The boy thought for a while, then he said, “Catch a cold?”

“Very clever. Since you’re so smart, you should know that I’m not an aunty. Call me Chieh Chieh, okay? I’m not married or old enough, you know,” Eh Poh Nim said.

Poh Lun sniggered.

“Shut up or I’ll knock your leg out of joint,” Eh Poh Nim said.

“Bye, Aunty!” the boy said, following his mother out of the clinic.

“Why don’t you dislocate the boy’s bones… A-tishoo!” Poh Lun wiped her nose again.

The Indian man who was seated beside her on the couch moved further away.

“I hope you don’t have the swine flu,” he said.

“It’s called the A(H1N1) flu,” Eh Poh Nim said. “My sister didn’t go overseas and she didn’t come into contact with anyone who has the flu, so I doubt it. I think it’s just a common cold. What about you? You look like death warmed up.”

“What? Do you mean I’m close to death? Eh! You watch your mouth!” the man said angrily.

“Sorry,” Eh Poh Nim grimaced. “I don’t mean that. It’s just an expression for looking very ill.”

“Oh ...” the man’s anger dissipated as quickly as it had appeared. “I feel really ill.”

“With all this hot weather, it’s not unusual for people to feel under the weather. People don’t fall sick because they don’t wear enough clothes,” Poh Lun said.

“Did you know that in the olden days, when a sailor was unwell, he was sent under the deck and away from the weather so that he could ...” Before she could finish the sentence, Eh Poh Nim sneezed.

“Uh-oh, you’re looking a bit off-colour, sis. Maybe you’ve caught the flu bug, too.” Poh Lun stared at her sister.

I don’t look ill. I have the constitution of an ox,” Eh Poh Nim boasted.

“Yeah, right. You were sick only two months ago when you had a bad sore throat, remember? Strong and healthy my foot!” Poh Lun retorted.

“I didn’t have a sore throat. I merely had a frog in the throat, that’s all?” Eh Poh Nim shot back.

The Indian man turned to stare at Eh Poh Nim with a questioning look.

“That means I’ve got phlegm in my throat,” Eh Poh Nim explained.

A middle-aged woman and a teenage girl walked into the clinic.

“I’ll wait for you outside,” Eh Poh Nim told her sister. “It’s getting too crowded in here. I need a breath of fresh air.”

When Eh Poh Nim vacated her seat, the girl moved in to take her place. Suddenly the girl threw up. The vomit landed on the floor and a few drops splashed onto Eh Poh Nim’s shoes.

“You’d better go and clean up, Ah Mei,” the woman told the girl. To Eh Poh Nim, she said: “So sorry. My girl’s in a bad way. I think she’s got food poisoning.”

Eh Poh Nim flashed a tight smile at the woman.

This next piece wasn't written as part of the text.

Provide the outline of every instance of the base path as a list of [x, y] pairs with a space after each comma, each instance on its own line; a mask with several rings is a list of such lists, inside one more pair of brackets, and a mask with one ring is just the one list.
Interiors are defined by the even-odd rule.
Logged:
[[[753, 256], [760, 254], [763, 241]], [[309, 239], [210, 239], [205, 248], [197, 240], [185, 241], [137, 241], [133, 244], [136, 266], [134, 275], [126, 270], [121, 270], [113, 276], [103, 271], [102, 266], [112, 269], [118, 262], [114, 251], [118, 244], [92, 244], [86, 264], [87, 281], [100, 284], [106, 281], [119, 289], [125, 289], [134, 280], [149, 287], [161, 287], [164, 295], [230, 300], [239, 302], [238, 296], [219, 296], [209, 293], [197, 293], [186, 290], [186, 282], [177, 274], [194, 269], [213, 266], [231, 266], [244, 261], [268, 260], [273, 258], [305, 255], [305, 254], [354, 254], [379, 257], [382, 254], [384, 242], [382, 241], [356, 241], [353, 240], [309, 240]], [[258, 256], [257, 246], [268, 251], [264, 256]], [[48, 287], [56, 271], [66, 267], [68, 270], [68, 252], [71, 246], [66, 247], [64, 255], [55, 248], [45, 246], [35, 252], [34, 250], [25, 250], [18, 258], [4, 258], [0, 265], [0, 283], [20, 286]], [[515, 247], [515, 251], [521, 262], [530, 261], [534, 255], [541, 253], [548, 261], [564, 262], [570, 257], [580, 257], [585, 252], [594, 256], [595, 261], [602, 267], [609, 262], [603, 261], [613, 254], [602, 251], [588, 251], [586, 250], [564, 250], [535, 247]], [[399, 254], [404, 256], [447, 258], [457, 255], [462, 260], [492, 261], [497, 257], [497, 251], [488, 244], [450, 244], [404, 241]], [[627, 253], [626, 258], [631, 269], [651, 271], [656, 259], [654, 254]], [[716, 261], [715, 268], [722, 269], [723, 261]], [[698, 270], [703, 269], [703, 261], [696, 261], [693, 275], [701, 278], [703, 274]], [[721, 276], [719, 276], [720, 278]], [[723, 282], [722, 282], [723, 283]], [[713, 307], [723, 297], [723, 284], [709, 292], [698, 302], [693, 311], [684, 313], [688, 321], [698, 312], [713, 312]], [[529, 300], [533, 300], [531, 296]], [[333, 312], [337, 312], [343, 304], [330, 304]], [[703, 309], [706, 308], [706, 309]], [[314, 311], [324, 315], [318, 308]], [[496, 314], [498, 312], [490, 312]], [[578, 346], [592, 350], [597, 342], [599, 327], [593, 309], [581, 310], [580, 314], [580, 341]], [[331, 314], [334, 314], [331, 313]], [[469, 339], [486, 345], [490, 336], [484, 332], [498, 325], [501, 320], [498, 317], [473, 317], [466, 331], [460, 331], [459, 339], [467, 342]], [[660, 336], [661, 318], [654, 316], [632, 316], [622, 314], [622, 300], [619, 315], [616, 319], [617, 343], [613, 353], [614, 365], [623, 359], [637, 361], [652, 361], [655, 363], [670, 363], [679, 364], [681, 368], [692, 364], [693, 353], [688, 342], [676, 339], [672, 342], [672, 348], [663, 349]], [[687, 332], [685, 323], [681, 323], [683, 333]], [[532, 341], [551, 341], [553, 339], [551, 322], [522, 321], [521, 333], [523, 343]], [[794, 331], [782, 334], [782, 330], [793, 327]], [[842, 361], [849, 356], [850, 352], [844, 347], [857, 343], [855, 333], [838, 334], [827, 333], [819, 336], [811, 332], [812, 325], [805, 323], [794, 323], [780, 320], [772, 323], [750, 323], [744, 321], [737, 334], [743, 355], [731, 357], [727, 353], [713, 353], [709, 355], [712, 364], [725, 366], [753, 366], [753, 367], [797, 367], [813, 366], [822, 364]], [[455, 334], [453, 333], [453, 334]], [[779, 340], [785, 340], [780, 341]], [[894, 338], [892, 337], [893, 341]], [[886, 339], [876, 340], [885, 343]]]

Quick as a flash, the dispensary nurse hurried over with a pail of water and a mop.

“Let me do it.” The woman took the mop from the nurse. “Sorry to make such a mess.”

Eh Poh Nim felt her tension loosening. The little mishap wasn’t anyone’s fault. The girl was in a poor condition after all. She made her way to the toilet to wash the vomit off her shoes. It was a good thing she wasn’t wearing sandals. When the girl passed her on the way out of the toilet, Eh Poh Nim smiled sympathetically at her.